This week's book giveaway is in the Java in General forum. We're giving away four copies of Beginning Java 17 Fundamentals: Object-Oriented Programming in Java 17 and have ishori Sharan & Adam L Davis on-line! See this thread for details.
First off let me explain my situation: I'm making a drawing program, somewhat of a CAD program. My intention is to let the user draw a wide variety of objects, all of which have different behaviour and drawing rountines. I would like the ability to import/remove different objects during the run-time of the program. This way when a user starts the program and they need a specific object they can import it and use it. The only problem is that each object needs it's own class (all objects implement a common interface). Therefore, to utilize the object, I have to make an instance of the class. So, now, is it possible to import a class file during the run-time? Or is there some other way to solve this problem?

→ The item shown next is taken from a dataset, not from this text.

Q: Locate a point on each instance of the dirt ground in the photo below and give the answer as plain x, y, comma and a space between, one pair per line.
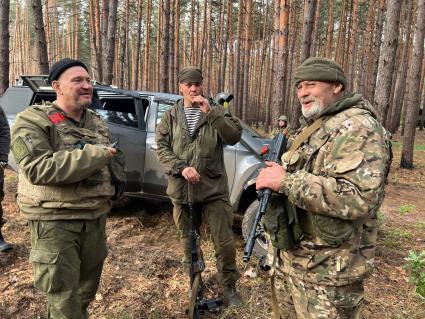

As long as the class you want to "import" (not the best term for what you are doing) is in the classpath, and you want to create an instance of it using the default constructor, Class.forName( "this.that.whatever" ).newInstance() will do it for you. If you need a more complex constructor, investigate the Class.getConstructor() method and head down the reflection path. hth, bear
Nick, I'm not sure if your question is really about dynamic class loading, or about efficiency, ie, not loading classes you don't use? If it's the later, you really don't have to do anything special. The JVM will only load classes that are used by your program, at the time they are needed. If you never instantiate an object from a particular class, nor use any of its static members, that class will not get loaded.
Thanks guys, I think answer to the question, which I believe was incorrectly posed, is that each object will have a file, along with it's class file, that will refer to the class file. That way the user can choose the object with it's object file, which in turn the program can read and instantiate the class with Class.forName(String_From_Object_File).